While everyone knows that Robert E. Lee surrendered his Army of Northern Virginia on April 9, 1865, at the Appomattox Court House, effectively ending the war, many an expert would argue that the old, lingering causes of the war survived in people’s attitudes long after the fighting on the bloody battle fields came to a gentlemanly end.

Ask the leaders of the Civil Rights movement, those who had to fight those battles all over again in the 1950s and ’60s.
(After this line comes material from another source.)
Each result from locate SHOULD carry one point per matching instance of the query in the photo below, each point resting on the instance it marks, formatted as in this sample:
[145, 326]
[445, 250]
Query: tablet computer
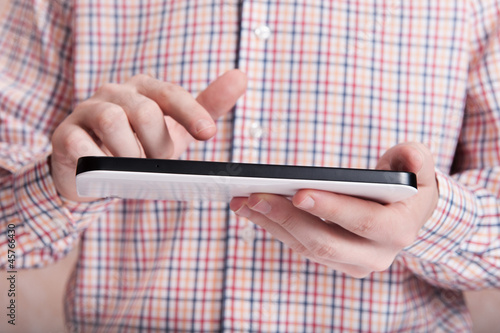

Then there are thinkers and writers who will tell you, if you give them half a chance over a few shots of whiskey or a few pints of dark beer, that the election of George W. Bush in 2000 effectively erased the Union’s victory in the war and was finally, at long last, a victory for the old Confederacy. Putting aside the issue of election theft and the Supreme Court, ponder the idea that Bush came into office in large measure by the hands of mostly white voters from the old Confederate states of the Deep South, with some help from middle America and parts of the West.

Since Obama’s election even the TV pundits will tell you the only base left for the national Republican Party lies in the old states of the Confederacy, thanks in part to the scorched earth strategies of Dick Cheney and Karl Rove, whose marches to Washington and Baghdad with Bush scarred the national character almost as much as General William Tecumseh Sherman’s fiery “March to the Sea.”

Then consider that while Bush’s campaign coffers may not have been filled by the profits from cotton, hand-picked on plantations worked by slaves, the mega corporations that mostly supported his candidacy were interested in keeping wages low and gutting the rights of juries in courtrooms to punish corporate crimes against working people, humanity and the earth. Bush got most of his money to run in 2000 from oil and other energy companies, including Exxon Mobile and Southern Company, as well as insurance companies and the pharmaceutical giants. He came into office — in the world prior to 9/11 — with the prime objective to pass national “tort reform,” the watchword for stopping juries from rendering multi-million dollar judgments against multi-national corporations.

Rove had already accomplished that feat in Alabama — once known as the top state in the country for large jury awards against corporate malfeasance — by helping the Republican Party orchestrate a political takeover of the state Supreme Court.

If you ask just about any academic expert who studies the demographic numbers from public opinion polls and election results, you could say Americans finally fought the final battle of the Civil War on Tuesday, Nov. 4, 2008. Symbolically, it took another Abraham Lincoln, Barack Obama, to put together enough of a national coalition to defeat Confederate attitudes once and for all.